The theme for this year is “Building back better: towards an inclusive, accessible and sustainable post COVID-19 world by, for and with persons with disabilities”.
People with disabilities are highly affected by the health, social and economic consequences of the global COVID-19 pandemic.
WHO estimates that more than one billion people – about 15% of the world’s population – experience some form of disability.
It is estimated that no fewer than 30 million people are living with disabilities in Nigeria while in Anambra State, the number of people with disabilities is estimated to be not less than 400,000 according to 2006 census.

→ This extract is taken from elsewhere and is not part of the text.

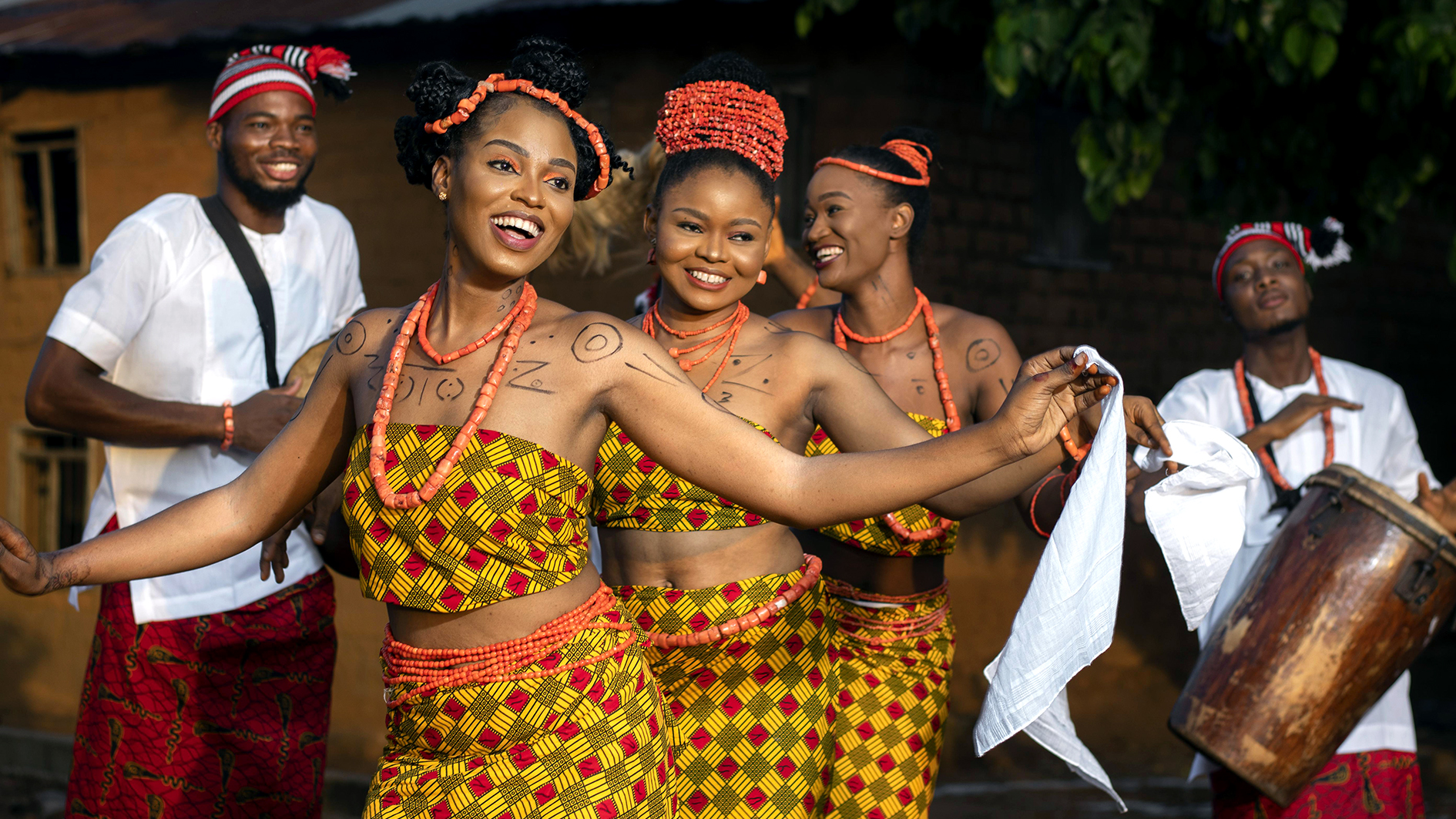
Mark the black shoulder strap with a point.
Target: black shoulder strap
(226, 227)
(1283, 498)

The theme of this year’s celebration therefore calls for an inclusive, accessible and sustainable post Covid 19 society for persons with disabilities. It also calls for evaluation of the effect Covid 19 has on persons with disabilities and the impact of the various intervention provided by government and private sectors. It is important to note that the disability communities are the most vulnerable with regards to WHO guidelines on Covid 19 protocols. Social distancing is not for the blind and persons on wheelchair. The deaf do not hear the jingles and signers may touch. The effect of these includes difficulty in accessing caregivers services. Consequently, poverty, hunger and economic vulnerability constitute further barrier in their quest for the unfettered attainment of full potential and personal fulfillment. Here, we must commend His Excellency Governor Willie Obiano for his prompt intervention by setting up the Anambra State Disability Community Covid 19 Response Team, through which many other interventions were made available to persons with disabilities by government and private sectors.
It is also worthy to note that Anambra is the only state in the south east that has a legislation to protect the rights of Persons with disabilities. Considering the reality of the post Covid era, it is expected that all governments and other private sectors should promote programs that remove barriers to the survival of persons with disabilities in post Covid world. These barriers include Institutional, Attitudinal and Architectural hindrances.

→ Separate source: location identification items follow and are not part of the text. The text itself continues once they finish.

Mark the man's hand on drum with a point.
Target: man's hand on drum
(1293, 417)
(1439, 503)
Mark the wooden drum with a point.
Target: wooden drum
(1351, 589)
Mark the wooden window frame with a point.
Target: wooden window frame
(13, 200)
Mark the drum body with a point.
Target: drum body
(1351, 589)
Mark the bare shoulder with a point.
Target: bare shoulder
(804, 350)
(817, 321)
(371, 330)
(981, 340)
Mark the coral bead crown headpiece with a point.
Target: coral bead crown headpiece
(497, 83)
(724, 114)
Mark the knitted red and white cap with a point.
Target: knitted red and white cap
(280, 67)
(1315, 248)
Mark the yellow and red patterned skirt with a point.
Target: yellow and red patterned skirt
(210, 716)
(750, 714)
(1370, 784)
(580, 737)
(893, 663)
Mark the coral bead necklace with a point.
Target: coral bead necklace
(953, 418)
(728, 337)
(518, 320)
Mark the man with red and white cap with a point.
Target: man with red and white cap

It is against this backdrop that the Joint National Association of Persons With Disabilities Anambra State Chapter(JONAPWD) in conjunction with Office of the Governor on Disability Matters and Ministry of Women and Children Affairs is celebrating this year International Day of People with Disabilities in a grand style.

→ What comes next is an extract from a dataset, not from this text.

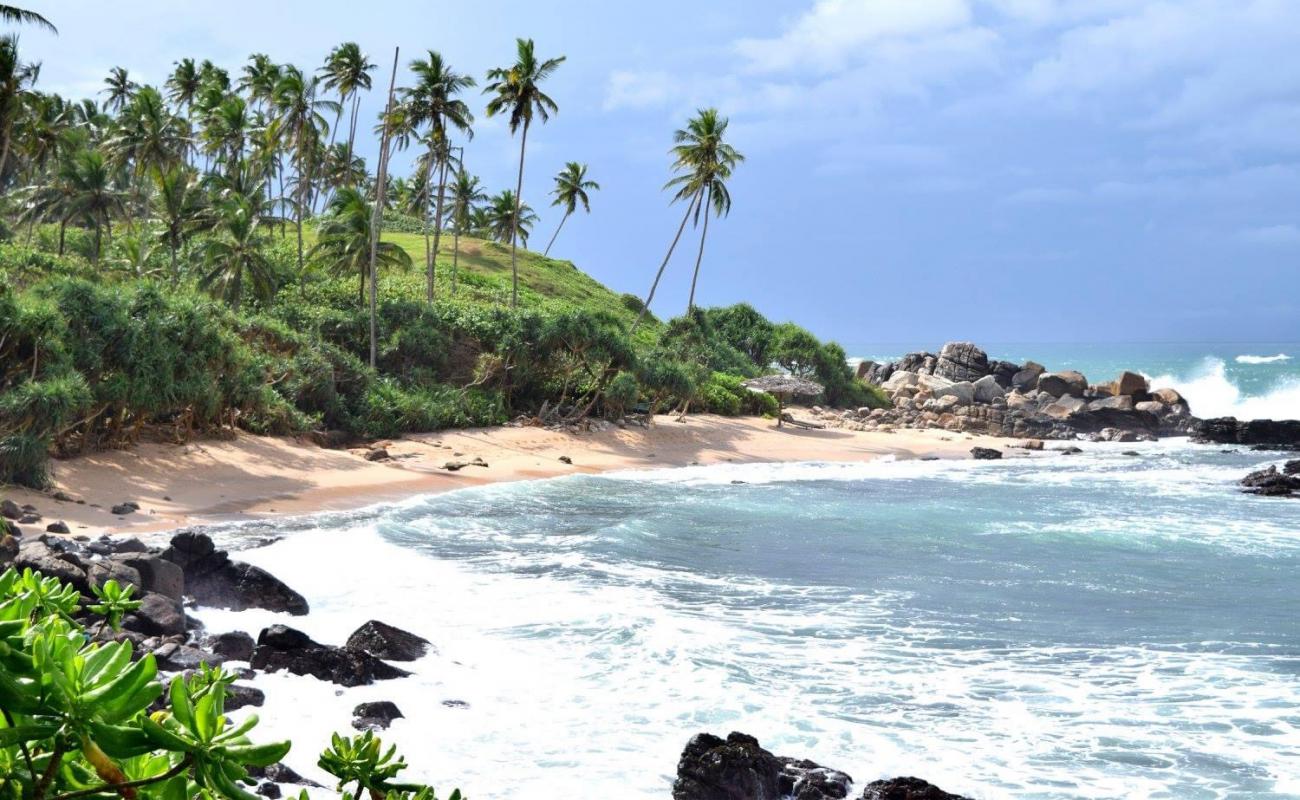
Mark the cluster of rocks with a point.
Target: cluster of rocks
(737, 768)
(960, 389)
(1273, 481)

The activities commenced with
media chats, Highlighting Government Commitments On Issues/ Challenges facing Persons with Disabilities. It continues with a rolling rally by the entire Disability Community in Anambra taking off from the premises of Anambra broadcasting services, creating awareness around the capital city of Awka, emphasizing the need to Implement the Provisions of the State Disability Right Law 2018. The days’ activities complete with lectures, presentations, awards and empowerments at Prof Dora Akunyili Women Development Center.
The climax of the year’s activities will be a pontifical high and Thanksgiving Mass by 10am on Sunday 6th of December at St Patrick’s Catholic Cathedral Awka.
You are invited to participate in these activities observing all COVID 19 protocols. Irrespective of your condition, economic and social status, remember the popular saying, “if Disability has not reached you, it has not passed.